Cancun is just a few weeks away. Industrialised countries desperately need to be able to go to those talks with a new, big commitment on finance if we are to have any hope of reaching agreement. I hope that the Minister will tell us today that some new financial commitment can be made, and that he will say whether he supports the principle of contraction and convergence, or any similar model of dealing with climate change that has equity at its heart and is based on the idea that we must converge to a situation where everybody in the world has an equal per capita emissions right. That will not happen in the next years—it will take several decades—but we must get to the point where equity is at the heart of climate change negotiations, because right now it is not.
I will end by reflecting on political will. I am haunted by the words of the actor Pete Postlethwaite in the film “The Age of Stupid”. For those Members who have not seen it, the film is based on the assumption that some kind of climate catastrophe has occurred 50 years hence and that Pete Postlethwaite’s character is the sole survivor. He looks back to today and asks, “Why is it that, knowing what we knew then, we didn’t act while there was still time?” Those words haunt me, because we have the information, technology and, frankly, the money that we need to act. When it came to bailing out banks, we found billions in a few days. If the planet were a bank, it would have been sorted out a long time ago.

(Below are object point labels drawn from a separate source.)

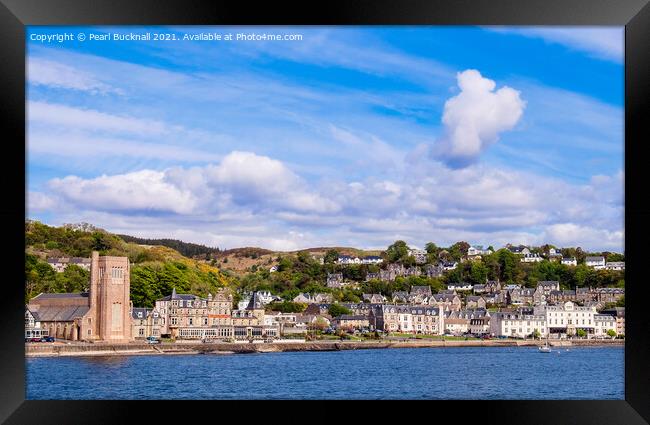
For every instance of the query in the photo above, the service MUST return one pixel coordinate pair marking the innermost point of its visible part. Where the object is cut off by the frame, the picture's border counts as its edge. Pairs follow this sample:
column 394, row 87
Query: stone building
column 187, row 316
column 408, row 318
column 101, row 314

The issue comes down to political will. It can be stated simply. Will we generate sufficient public and political will to tackle climate change fairly in the time available, or will we go down in history as the species that spent all its time monitoring its own extinction rather than taking active steps to avoid it? It worries me that only about a dozen hon. Members are here today. This Chamber should be packed—there ought to be a presence on the streets ensuring that it is packed—because this is the most important issue that we face.
Finally, if we were to take climate change seriously and introduce the measures that we urgently need, those measures would create hundreds of thousands of green jobs and improve our quality of life. For example, we would have fuel-efficient homes—people would not die from the cold in the 21st century—because we would have a proper programme of home insulation. We would have affordable, efficient public transport—they seem to manage it on the continent, but it somehow still evades us in Britain—and we would have kids playing in the streets again because our roads would not be packed with cars. We would also have a quality of life that, in many respects, would be more fulfilling and, crucially, there would be more jobs. At a time of economic austerity, people need jobs and there is no quicker means of job creation than to have a programme based on green jobs, insulation, environmental efficiency and renewable energy. I hope very much that the Minister will be able to tell us that he has got some good news on all of those issues when he sums up.